Planning the compliance journey

Given the complexity of the Data Act — both in terms of the wide range of products and services it covers and the variety of obligations it introduces — effective compliance typically requires a well-defined project roadmap and a structured and comprehensive implementation strategy. The following check list can serve as a basis for developing a compliance framework encompassing legal, organizational, and technical aspects: 

1. Connected Products and Related Services:

• Applicability & Role Identification: Determining if your products or services fall under the scope of the Data Act as ‘connected products’ or ‘related services’.
• User Rights & Access Mechanisms: Establishing systems that allow users to access their data and share it with third parties as required by the Data Act.
• Data Preparation: Classifying and identifying the data generated by connected products, distinguishing between raw, pre-processed, and derived data, as well as mapping data with security relevance.
• Trade Secret Protection: Identifying trade secrets both at the data point and cluster level and implement contractual and technical safeguards.
• Technical Infrastructure: Ensuring your technical infrastructure is ready for real-time or continuous data access (where relevant).
• Legal & Contractual Safeguards: Preparing pre-contractual information, updating contracts to reflect Data Act obligations and requirements, and assessing the legal basis for processing personal data and non-personal data.
• Governance & Oversight: Designation of teams responsible for the monitoring of established compliance measures, including forward-looking compliance mechanisms, and establishing internal audit mechanisms.

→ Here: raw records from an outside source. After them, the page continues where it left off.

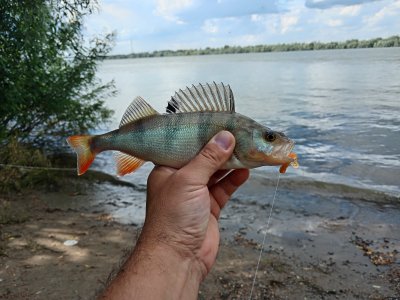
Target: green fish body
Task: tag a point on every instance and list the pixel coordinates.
(193, 117)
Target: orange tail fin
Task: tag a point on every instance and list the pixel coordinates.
(85, 156)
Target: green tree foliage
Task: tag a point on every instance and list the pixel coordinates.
(48, 87)
(393, 41)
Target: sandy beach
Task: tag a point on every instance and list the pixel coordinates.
(319, 245)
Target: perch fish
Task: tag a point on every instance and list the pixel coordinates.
(194, 115)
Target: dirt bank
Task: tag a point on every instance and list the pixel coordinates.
(311, 251)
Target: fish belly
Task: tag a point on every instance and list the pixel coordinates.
(172, 140)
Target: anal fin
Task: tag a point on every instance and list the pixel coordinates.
(127, 163)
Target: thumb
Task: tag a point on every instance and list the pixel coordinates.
(211, 158)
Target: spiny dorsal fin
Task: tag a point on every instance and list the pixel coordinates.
(138, 109)
(202, 98)
(126, 163)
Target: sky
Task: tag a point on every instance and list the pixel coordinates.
(148, 25)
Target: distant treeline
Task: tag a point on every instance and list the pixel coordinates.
(393, 41)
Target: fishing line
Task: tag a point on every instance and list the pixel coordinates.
(265, 236)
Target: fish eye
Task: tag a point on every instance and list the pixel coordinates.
(270, 136)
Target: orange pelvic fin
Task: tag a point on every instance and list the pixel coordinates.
(85, 156)
(294, 163)
(127, 164)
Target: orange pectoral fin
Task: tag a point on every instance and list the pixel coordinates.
(127, 164)
(294, 163)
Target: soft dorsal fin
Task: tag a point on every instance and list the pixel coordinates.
(138, 109)
(126, 163)
(202, 98)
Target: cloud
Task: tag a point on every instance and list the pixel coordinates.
(383, 14)
(201, 10)
(353, 10)
(334, 22)
(169, 8)
(288, 21)
(210, 26)
(324, 4)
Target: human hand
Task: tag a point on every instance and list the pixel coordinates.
(183, 206)
(179, 240)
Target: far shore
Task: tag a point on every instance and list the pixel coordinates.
(393, 41)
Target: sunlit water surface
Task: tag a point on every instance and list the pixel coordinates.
(341, 107)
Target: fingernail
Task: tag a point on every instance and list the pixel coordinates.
(223, 139)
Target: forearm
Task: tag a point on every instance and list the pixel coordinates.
(156, 271)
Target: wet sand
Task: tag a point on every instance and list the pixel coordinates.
(323, 242)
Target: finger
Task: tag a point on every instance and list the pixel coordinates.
(227, 186)
(210, 159)
(217, 177)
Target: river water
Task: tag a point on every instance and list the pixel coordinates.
(341, 107)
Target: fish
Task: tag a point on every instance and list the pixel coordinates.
(193, 116)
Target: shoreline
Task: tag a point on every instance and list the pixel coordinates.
(318, 245)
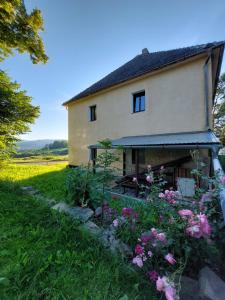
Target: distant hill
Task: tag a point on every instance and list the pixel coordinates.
(33, 145)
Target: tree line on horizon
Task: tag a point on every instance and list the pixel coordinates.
(20, 32)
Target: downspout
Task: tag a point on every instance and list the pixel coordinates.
(218, 170)
(206, 89)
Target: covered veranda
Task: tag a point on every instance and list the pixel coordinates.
(173, 151)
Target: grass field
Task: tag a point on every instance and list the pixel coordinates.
(49, 179)
(44, 256)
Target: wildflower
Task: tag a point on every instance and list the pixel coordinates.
(154, 232)
(163, 285)
(185, 213)
(149, 179)
(204, 224)
(169, 257)
(116, 223)
(138, 261)
(153, 276)
(161, 237)
(127, 211)
(145, 238)
(139, 249)
(223, 180)
(161, 195)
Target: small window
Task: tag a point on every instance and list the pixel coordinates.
(141, 156)
(139, 102)
(92, 112)
(93, 154)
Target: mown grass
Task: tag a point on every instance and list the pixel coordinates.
(43, 255)
(49, 179)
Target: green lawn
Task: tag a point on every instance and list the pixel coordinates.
(42, 253)
(49, 179)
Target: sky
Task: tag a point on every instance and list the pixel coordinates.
(87, 39)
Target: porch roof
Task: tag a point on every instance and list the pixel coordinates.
(200, 139)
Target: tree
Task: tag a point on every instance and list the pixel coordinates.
(20, 31)
(16, 114)
(219, 110)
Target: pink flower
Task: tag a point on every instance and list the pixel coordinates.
(170, 293)
(161, 237)
(116, 223)
(194, 231)
(149, 179)
(134, 179)
(161, 283)
(204, 224)
(139, 249)
(127, 211)
(154, 232)
(145, 238)
(223, 180)
(169, 257)
(199, 226)
(138, 261)
(161, 195)
(185, 213)
(153, 275)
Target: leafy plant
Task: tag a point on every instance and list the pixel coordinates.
(82, 187)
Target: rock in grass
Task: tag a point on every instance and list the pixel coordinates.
(98, 212)
(211, 286)
(189, 289)
(61, 207)
(81, 214)
(30, 190)
(92, 228)
(77, 213)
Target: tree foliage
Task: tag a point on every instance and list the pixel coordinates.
(219, 110)
(16, 113)
(20, 31)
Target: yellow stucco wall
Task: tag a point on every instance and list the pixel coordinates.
(174, 102)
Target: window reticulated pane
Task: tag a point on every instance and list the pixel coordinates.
(139, 102)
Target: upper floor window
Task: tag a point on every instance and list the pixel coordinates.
(92, 113)
(139, 102)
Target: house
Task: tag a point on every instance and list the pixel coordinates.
(157, 106)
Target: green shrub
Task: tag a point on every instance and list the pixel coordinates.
(83, 188)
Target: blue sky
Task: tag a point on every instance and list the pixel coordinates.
(86, 39)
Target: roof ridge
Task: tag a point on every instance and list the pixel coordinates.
(188, 47)
(143, 64)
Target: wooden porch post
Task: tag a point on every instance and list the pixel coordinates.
(137, 167)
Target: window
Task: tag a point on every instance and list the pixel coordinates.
(93, 154)
(141, 156)
(92, 112)
(139, 102)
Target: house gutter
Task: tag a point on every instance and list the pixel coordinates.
(218, 170)
(206, 90)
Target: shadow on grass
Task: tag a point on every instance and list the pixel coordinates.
(50, 184)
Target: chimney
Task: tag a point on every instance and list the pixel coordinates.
(145, 51)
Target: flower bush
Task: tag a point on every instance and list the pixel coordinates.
(172, 238)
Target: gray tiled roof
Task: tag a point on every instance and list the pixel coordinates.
(142, 64)
(173, 139)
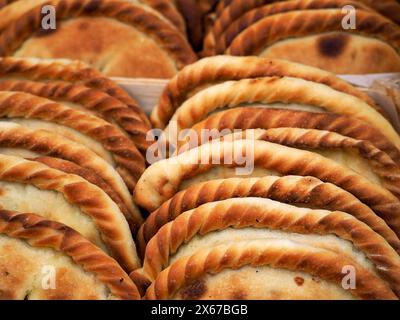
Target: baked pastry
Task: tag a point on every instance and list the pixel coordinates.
(82, 270)
(214, 70)
(133, 217)
(77, 96)
(154, 49)
(307, 192)
(259, 117)
(239, 15)
(360, 156)
(236, 15)
(168, 8)
(29, 186)
(165, 7)
(45, 70)
(195, 13)
(30, 143)
(372, 47)
(164, 179)
(93, 132)
(260, 262)
(217, 222)
(276, 92)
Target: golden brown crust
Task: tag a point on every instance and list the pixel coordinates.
(264, 213)
(41, 233)
(42, 142)
(213, 70)
(388, 8)
(99, 102)
(226, 31)
(168, 9)
(124, 152)
(281, 92)
(77, 72)
(303, 191)
(193, 14)
(318, 262)
(170, 39)
(93, 178)
(310, 22)
(140, 280)
(91, 200)
(261, 118)
(310, 139)
(162, 180)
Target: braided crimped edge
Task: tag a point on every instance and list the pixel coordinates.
(210, 71)
(92, 177)
(54, 145)
(41, 233)
(308, 22)
(97, 101)
(261, 118)
(130, 163)
(162, 180)
(227, 31)
(310, 139)
(90, 199)
(318, 262)
(303, 191)
(265, 213)
(271, 90)
(165, 34)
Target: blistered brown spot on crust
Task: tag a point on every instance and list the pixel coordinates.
(194, 291)
(299, 281)
(333, 45)
(239, 295)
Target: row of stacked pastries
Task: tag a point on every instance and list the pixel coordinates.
(157, 38)
(323, 195)
(71, 153)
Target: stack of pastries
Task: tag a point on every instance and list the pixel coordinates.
(341, 36)
(72, 147)
(322, 202)
(125, 38)
(273, 179)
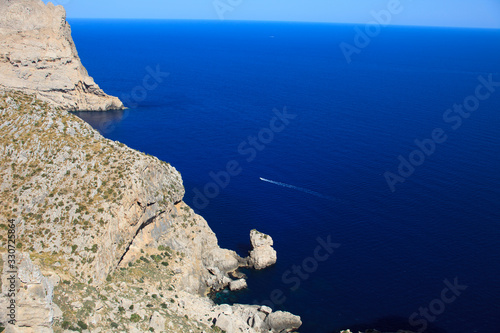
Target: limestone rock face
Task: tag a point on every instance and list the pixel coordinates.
(33, 295)
(263, 254)
(38, 56)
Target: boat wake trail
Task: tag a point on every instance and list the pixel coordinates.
(305, 190)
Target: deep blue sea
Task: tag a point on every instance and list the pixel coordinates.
(342, 126)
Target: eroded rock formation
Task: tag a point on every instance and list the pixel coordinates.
(37, 55)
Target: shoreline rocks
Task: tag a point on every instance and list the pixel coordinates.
(263, 255)
(38, 56)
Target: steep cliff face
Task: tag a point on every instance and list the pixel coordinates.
(37, 55)
(110, 223)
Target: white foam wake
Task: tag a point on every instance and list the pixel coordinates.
(305, 190)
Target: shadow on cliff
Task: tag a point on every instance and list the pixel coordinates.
(391, 324)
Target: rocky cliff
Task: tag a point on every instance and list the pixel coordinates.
(104, 241)
(37, 55)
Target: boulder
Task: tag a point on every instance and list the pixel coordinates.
(280, 321)
(237, 284)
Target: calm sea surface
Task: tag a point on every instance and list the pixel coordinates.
(279, 101)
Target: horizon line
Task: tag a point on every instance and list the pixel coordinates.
(280, 21)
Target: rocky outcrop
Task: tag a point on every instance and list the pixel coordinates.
(262, 254)
(110, 221)
(257, 319)
(38, 56)
(32, 293)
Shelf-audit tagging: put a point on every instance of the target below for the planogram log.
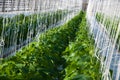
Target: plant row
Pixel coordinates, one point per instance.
(42, 60)
(111, 25)
(19, 28)
(81, 64)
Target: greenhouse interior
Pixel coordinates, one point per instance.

2. Data Processing Services (including cloud services)

• Applicability & Scope: Determining whether your services fall under the scope of the Data Act as ‘data processing services’, and which data will need to be made ‘exportable’.
• Technical Infrastructure: Setting up or updating existing switching mechanisms to facilitate the portability of exportable data to a third-party service or to the customer’s ICT infrastructure and implementing technical and operational measures for compliance with the Data Act’s restrictions with regard to international governmental access and transfer of non-personal data.
• Legal & Contractual Safeguards: Determining switching terms covering minimum quality parameters for switching, deadlines for data transfers, terms on exportable data and deletion, and on switching costs (where applicable) in line with the requirements of the Data Act.
• Transparency & Access: Providing information for customers on how to export/download their data, on retention, and on safeguards preventing unauthorized governmental access to data.

Conclusion

The Data Act is aimed at introducing a paradigm shift in how data is accessed and shared. At the same time, many aspects of the Data Act remain open to interpretation, and only limited guidance has been issued by the EU Commission so far (see Commission’s FAQs on the Data Act, Version 1.3, as of 12 September 2025). This is expected to evolve as national regulatory authorities are appointed and begin issuing more detailed implementation guidance. In this context, businesses should remain alert to new developments and be prepared to adapt their compliance strategies as further clarity emerges.